When the weather gets cold, nothing beats a bowl of comforting soup. This chowder recipe uses roasted cauliflower which adds rich, caramelized flavor. It's easy to prepare and tastes just as good the next day. Added benefit: cauliflower contains many nutrients, is a great source of antioxidants and is high in fiber.
Roasted Cauliflower Chowder
Serves: 6
Ingredients
- 3 tablespoons avocado oil
- 3 garlic cloves, diced
- 1 medium Vidalia onion, diced
- 1 head cauliflower, cut in 1 inch pieces
- 2 carrots, chopped
- 2 stalks celery, chopped
- 4 cups chicken stock
- 1 cup milk
- ¾ cup low-fat shredded cheese
- 1 bay leaf
- 3 tablespoons chopped fresh parsley
- Salt and pepper to taste
Optional
- For thicker soup, use a cornstarch slurry made with 2 parts cold water, 1 part cornstarch.
- Choose milks with less-fat like coconut or almond milk.
Instructions
- Preheat oven to 400 degrees. Place cut-up cauliflower in a bowl and drizzle with oil. Mix until well coated then place on a baking sheet.
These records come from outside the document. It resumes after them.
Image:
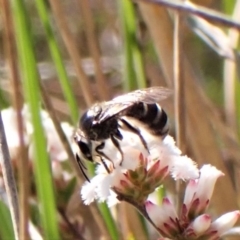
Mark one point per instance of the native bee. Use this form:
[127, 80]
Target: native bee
[103, 120]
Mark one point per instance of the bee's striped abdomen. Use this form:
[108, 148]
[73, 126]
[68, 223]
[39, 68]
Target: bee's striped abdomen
[152, 115]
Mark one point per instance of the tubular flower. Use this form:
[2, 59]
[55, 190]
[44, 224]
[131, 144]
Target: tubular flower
[139, 173]
[192, 223]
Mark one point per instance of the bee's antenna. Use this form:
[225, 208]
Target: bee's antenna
[82, 167]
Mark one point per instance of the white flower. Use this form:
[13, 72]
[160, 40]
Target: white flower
[139, 173]
[198, 193]
[223, 223]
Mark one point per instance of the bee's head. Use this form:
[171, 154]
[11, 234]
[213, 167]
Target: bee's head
[89, 121]
[85, 146]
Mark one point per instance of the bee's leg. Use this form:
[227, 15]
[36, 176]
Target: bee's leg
[82, 167]
[136, 131]
[116, 144]
[102, 154]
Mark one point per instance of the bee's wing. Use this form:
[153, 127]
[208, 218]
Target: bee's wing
[110, 109]
[147, 95]
[122, 102]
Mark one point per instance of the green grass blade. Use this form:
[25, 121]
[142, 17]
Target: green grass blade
[47, 206]
[6, 229]
[109, 221]
[57, 58]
- Roast for 20-25 minutes. Set aside.
- While cauliflower is roasting, in a large pot over medium high heat, add oil and garlic and cook for 2-3 minutes. Add carrots and celery and cook for 5 more minutes, stirring occasionally.
- Add roasted cauliflower, bay leaf, and dried thyme to the pot.
- Pour in the chicken stock and stir. Simmer for 10 minutes. Stir in the milk and shredded cheese. Season with salt and black pepper to taste.
- Fresh avocado, crispy crumbled bacon and fresh sliced chives are great garnishes for this soup.